The only time a family member really helped me, my aunt helped me get a used outboard. I’d been treated pretty much like a red headed step child in my upbringing. Always feeling like an outsider. I was a step child after all, but not red headed. I’m sure someone can relate.
I had worked on a couple of boats in my early diving days. A local guy had a boat rigged for two divers. He was a neighbor, he dropped by one day, wanted to know if I’d be interested in diving? I was like hell yeah! He supplied all the gear, all I had to do was go down and dig shells. 50/50 split. I worked for him for a year and a half, one day he was being a jackass and I quit. (“Get down there and dig some shells!” I just came up from down there, there aren’t any shells down there in that mudhole you dropped us in. “Get back down there and get some shells, the other guys are still down there!” Those guys are idiots. There aren’t enough shells down there to fill my shoe. He kept insisting I go back down. Being an obnoxious jerk about it. I quit right there. If you can’t trust me to tell you the truth, and that we need to move, fuck it!)
But I knew another guy who had just rigged up another boat, hoping to do the same 50/50 split. So I was working again the next day.
I worked for this other guy for about a year. In that time, I was accumulating gear.
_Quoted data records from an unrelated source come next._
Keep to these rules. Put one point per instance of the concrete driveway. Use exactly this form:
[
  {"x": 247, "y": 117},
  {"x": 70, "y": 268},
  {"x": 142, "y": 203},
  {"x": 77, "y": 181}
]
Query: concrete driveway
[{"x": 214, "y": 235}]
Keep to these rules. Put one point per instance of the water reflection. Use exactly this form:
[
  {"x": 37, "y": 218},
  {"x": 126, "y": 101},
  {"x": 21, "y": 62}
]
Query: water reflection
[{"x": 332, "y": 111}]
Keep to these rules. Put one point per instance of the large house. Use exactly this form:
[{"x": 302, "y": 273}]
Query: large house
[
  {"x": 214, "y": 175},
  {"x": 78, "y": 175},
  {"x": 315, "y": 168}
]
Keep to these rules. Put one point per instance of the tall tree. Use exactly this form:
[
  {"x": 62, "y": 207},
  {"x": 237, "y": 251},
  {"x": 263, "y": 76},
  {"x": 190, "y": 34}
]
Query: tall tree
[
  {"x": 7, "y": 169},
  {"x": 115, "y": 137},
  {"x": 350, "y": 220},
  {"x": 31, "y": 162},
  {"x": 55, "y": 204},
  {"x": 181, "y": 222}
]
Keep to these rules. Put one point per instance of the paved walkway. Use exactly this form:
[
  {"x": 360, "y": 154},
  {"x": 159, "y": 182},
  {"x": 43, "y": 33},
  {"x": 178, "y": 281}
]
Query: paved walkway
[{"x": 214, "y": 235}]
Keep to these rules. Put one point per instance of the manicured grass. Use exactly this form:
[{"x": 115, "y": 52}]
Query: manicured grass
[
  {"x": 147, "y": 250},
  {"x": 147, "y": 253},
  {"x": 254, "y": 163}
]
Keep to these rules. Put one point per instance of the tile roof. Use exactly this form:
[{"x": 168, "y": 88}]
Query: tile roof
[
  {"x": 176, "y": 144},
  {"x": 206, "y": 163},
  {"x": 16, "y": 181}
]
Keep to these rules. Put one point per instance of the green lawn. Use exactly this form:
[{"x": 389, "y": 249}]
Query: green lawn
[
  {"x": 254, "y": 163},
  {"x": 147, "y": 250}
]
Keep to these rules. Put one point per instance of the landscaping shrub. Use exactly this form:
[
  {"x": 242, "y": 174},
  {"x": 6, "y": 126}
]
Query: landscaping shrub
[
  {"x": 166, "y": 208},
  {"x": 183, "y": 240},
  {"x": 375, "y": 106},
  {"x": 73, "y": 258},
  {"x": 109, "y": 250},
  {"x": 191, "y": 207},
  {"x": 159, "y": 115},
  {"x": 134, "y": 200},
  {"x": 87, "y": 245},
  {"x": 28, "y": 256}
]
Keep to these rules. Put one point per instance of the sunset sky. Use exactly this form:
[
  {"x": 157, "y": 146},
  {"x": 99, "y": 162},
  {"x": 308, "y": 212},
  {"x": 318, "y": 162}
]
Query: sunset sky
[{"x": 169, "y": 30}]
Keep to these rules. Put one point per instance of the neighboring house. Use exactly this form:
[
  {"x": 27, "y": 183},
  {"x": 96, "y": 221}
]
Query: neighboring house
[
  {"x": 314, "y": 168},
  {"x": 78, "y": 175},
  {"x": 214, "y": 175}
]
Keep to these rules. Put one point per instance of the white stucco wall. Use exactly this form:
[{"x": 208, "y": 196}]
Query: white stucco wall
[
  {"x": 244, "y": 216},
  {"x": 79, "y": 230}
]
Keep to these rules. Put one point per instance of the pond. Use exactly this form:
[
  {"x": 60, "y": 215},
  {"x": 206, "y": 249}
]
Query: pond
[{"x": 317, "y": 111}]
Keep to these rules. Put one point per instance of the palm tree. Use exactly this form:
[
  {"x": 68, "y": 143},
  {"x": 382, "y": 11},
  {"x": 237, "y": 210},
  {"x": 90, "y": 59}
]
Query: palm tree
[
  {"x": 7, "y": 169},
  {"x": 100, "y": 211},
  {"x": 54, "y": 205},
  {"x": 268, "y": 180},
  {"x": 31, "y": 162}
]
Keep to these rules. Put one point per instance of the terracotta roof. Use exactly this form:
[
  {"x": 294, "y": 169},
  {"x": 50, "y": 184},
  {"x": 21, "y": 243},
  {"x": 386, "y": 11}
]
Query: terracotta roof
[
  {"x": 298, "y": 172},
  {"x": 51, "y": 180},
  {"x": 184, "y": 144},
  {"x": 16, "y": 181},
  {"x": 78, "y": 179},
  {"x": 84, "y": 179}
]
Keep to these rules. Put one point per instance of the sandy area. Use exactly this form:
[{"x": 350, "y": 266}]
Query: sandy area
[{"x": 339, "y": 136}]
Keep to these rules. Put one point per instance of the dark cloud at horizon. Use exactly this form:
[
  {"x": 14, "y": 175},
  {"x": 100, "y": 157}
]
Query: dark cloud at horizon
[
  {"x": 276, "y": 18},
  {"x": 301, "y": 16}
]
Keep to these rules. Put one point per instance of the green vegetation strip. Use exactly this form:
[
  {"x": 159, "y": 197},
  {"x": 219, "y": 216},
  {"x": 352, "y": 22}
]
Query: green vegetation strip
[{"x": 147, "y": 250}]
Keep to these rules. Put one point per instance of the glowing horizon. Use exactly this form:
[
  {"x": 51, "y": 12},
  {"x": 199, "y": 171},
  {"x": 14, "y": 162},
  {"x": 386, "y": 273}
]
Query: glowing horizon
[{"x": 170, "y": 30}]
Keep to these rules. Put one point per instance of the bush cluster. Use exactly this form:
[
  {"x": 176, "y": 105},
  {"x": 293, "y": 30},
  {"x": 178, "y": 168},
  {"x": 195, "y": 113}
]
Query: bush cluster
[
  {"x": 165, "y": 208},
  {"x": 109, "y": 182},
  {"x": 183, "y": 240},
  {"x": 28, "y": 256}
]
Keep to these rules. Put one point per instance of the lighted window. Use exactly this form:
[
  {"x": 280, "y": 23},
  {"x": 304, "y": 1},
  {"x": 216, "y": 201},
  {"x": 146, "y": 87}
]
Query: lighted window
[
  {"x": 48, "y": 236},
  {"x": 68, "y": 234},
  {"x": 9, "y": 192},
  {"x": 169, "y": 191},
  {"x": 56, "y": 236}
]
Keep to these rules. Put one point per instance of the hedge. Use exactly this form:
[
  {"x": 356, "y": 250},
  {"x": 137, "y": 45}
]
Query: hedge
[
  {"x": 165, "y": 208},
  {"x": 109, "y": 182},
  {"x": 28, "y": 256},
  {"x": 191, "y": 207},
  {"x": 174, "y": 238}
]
I managed to put a boat together, with all the necessary diving gear, and strike out on my own. I made sure to train a new guy for the guy I was working for. My brother. Who also managed to work his way to his own rig.
Well, the boat I had, had an old 33 hp Evinrude outboard. It was a good engine, it served me well. One day I was heading in and that engine perked up and started running real strong. Then it croaked, never to start again. I discovered the water pump gave out, and one of the symptoms of that, is an older motor perking up and running great, for a few minutes. The pistons and rings start overheating, expand, which makes more compression, which makes the old motor perk up, in its last few minutes of life.
Some things you have to learn the hard way.
Well, I’m looking for an outboard, found one 20 miles away for $800. I didn’t have that much cash. So I took my boat to the river, launched at the boat ramp, jumped in and started harvesting shell. Not an ideal location, but I made $200 that day.
My aunt heard about that, she thought, if he can make $200 without a boat motor, he should be able to pay me back the $800 with a boat motor!
I paid her back. I paid her $799.99. I figured if I ever paid that motor off completely, knowing my luck, it would die the day I paid it off. She never bothered me about about that one cent I still owe her. I guess I should pay her. That motor has long since been in in the dustbin of old dead outboards at this point.
Try as I might, I can’t think of another moment in my life where I was helped in such a manner by a family member. Which makes me damn grateful for the one time it did happen.
Wait! That same aunt got me my first guitar too. So twice.